It had been considered, in earlier times, that an Arbitration Clause in a Government Contract providing that an employee of the department will be the Sole Arbitrator is neither void nor unenforceable [Indian Oil Corporation Limited, (2009) 8 SCC 520; Ace Pipeline Contracts (P) Ltd., (2007) 5 SCC 304; M.P. Gupta, (2004) 10 SCC 504]. Such employment does not raise a presumption of bias or lack of independence. Responsibility in choosing Arbitrators who shall conduct Arbitral Proceedings efficiently, without affecting other duties, is the bottom-line [Uttar Pradesh State Bridge Corporation Limited, (2015) 2 SCC 52].
In the present case, on 30.10.2013, Superintendent Engineer [Arbitration Circle, HPPWD, Solan] was appointed as the Sole Arbitrator regarding a claim of the Appellant-Contractor. The appointment was challenged on the ground that the Arbitrator had been appointed by designation/post. The Arbitration Clause indeed made the same permissible. In a petition filed under Section 11(6), 14 and 15 of The A&C Act, on 28.12.2013, the Appellant prayed, nonetheless, for quashing the appointment.
The SC in S.P. Singla Constructions Pvt. Ltd. v. State of Himachal Pradesh, [Civil Appeal Nos. 11824-11825 of 2018] has held:
“As per Section 26 of The Arbitration and Conciliation (Amendment) Act, 2015 the provisions of The Amended Act, 2015 shall not apply to the Arbitral Proceedings commenced in accordance with the provisions of Section 21 of The Principal Act before the commencement of The Amendment Act unless the parties otherwise agree. The parties had no agreement so as to apply the provisions of The Amended Act. As per Section 26, the provisions of The Amendment Act, 2015 shall apply in relation to Arbitral Proceedings commenced on or after the date of commencement of The Amendment Act, 2015 [w.e.f. 23.10.2015]. In the present case, Arbitration Proceedings commenced way back in 2013, much prior to coming into force of The Amended Act and therefore, provisions of The Amended Act cannot be invoked.
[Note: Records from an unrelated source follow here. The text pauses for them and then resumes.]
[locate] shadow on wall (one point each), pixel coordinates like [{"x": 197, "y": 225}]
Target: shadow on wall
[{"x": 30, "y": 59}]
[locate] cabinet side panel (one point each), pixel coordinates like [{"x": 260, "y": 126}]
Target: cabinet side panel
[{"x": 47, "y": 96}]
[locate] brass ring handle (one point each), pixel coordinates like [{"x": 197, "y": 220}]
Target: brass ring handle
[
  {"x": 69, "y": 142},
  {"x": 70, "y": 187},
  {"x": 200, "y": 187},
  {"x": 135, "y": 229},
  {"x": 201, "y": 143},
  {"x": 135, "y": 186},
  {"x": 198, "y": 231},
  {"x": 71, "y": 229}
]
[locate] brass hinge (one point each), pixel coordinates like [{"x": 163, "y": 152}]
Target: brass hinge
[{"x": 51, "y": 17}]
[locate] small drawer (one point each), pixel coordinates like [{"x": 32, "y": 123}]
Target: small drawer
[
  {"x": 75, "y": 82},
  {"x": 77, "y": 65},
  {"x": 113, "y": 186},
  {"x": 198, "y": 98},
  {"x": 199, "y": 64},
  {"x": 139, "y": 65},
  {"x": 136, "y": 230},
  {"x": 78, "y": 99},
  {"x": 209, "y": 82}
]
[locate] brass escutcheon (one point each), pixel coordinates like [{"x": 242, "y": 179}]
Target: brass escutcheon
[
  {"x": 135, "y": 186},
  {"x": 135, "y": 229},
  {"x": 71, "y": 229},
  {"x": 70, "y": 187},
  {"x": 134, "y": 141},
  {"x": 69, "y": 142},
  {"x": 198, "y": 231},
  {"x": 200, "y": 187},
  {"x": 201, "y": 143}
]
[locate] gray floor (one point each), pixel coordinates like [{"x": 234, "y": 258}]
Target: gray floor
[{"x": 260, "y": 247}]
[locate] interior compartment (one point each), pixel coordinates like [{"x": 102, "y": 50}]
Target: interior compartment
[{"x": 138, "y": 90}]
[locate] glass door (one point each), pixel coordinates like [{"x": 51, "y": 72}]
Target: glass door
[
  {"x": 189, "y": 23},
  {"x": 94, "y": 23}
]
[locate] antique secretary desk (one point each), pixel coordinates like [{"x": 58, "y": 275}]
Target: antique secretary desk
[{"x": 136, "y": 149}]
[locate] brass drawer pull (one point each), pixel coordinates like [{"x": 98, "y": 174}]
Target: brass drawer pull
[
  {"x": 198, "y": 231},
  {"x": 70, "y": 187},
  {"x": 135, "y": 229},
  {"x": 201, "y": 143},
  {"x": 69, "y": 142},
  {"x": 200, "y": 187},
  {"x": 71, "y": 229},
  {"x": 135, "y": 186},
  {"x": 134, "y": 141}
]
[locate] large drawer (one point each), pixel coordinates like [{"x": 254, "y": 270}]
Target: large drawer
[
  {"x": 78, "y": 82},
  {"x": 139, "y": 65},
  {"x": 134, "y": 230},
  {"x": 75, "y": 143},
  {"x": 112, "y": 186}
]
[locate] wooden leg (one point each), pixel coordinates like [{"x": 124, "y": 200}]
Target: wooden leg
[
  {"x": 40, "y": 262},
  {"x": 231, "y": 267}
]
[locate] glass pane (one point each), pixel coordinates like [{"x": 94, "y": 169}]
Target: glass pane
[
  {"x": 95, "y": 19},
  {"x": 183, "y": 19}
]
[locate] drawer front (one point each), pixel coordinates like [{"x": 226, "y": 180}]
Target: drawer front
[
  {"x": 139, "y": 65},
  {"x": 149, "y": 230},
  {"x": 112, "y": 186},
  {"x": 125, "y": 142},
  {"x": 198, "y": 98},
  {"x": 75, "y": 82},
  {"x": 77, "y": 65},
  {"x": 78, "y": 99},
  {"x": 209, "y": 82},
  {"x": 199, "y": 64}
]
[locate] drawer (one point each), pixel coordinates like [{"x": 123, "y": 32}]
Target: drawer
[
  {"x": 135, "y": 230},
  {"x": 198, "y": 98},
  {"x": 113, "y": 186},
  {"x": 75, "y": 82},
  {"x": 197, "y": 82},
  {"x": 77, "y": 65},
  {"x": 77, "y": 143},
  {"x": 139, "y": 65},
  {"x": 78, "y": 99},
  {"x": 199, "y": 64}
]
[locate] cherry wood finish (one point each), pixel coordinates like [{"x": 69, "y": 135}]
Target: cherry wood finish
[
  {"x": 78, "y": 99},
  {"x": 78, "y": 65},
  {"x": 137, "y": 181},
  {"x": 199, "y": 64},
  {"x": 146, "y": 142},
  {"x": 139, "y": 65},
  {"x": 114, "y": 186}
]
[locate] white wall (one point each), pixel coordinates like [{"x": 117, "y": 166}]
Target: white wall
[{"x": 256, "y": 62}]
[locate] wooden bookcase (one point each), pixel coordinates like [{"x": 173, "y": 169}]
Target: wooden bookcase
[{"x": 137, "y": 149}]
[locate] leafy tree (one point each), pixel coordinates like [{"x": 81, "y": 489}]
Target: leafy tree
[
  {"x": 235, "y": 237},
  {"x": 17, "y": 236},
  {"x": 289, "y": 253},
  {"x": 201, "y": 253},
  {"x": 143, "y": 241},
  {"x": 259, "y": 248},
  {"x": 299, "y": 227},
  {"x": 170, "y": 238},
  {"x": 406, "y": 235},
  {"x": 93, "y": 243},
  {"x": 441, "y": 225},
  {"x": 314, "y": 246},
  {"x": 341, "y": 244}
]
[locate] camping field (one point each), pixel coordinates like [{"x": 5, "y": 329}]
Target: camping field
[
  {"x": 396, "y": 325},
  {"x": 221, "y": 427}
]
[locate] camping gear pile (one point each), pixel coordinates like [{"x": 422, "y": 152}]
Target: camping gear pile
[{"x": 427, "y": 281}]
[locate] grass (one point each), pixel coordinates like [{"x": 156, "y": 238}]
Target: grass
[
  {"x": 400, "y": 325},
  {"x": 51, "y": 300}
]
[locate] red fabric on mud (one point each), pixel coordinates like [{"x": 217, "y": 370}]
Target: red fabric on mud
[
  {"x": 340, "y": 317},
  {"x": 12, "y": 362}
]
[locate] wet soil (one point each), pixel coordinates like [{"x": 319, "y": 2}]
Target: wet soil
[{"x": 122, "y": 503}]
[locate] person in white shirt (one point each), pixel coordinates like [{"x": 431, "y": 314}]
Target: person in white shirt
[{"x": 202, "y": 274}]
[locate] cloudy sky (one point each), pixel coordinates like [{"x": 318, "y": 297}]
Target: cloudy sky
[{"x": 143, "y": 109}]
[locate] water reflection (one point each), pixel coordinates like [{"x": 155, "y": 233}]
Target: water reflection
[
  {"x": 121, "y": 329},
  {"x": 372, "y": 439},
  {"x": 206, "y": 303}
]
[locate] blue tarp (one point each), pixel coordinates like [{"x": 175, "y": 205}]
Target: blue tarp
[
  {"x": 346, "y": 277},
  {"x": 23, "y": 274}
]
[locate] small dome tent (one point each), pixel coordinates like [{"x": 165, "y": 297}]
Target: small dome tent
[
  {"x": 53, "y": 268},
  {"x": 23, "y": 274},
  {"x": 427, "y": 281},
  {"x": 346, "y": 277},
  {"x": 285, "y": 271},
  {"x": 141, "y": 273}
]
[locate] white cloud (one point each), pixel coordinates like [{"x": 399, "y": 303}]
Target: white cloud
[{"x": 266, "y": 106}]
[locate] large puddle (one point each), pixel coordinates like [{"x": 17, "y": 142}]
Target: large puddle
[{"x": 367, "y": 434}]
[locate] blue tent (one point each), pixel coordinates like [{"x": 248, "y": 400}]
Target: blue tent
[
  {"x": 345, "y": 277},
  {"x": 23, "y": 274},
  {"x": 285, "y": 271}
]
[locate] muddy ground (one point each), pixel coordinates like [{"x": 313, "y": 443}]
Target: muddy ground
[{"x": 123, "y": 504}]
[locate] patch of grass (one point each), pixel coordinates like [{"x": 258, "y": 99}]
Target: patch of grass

In Board of Control for Cricket in India, (2018) 6 SCC 287, this Court has held that the provisions of The Amendment Act, 2015 [w.e.f. 23.10.2015] cannot have retrospective operation in the Arbitral Proceedings already commenced unless the parties otherwise agree. The Arbitrator had the first hearing on 07.12.2013, on which date Appellant-Contractor was absent. On the next dates of hearing before the Arbitrator [13.03.2014, 03.04.2014, 25.04.2014 and 06.08.2014] the Appellant did not appear; but only sent letters requesting for adjournment. Since the Appellant-Claimant did not appear before the Arbitrator, the Arbitrator terminated the proceedings on 06.08.2014 under Section 25(a) of The 1996 Act. The Appellant had no right in approaching the High Court seeking appointment of an Independent Arbitrator. The Arbitrator could have issued a notice warning the Appellant that no adjournment would be granted under any circumstances. Since no such warning was given, we deem it appropriate to set aside the order of termination. We are conscious that after The Amendment Act, 2015, there cannot be a Departmental Arbitrator. The relationship between the parties are governed by the general conditions of the contract, dated 19.12.2006. The provisions of The Amendment Act, 2015 cannot be invoked. An opportunity is afforded to the Appellant to go before the Departmental Arbitrator. The Arbitrator shall afford sufficient opportunities to both the parties and proceed with the matter in accordance with law.”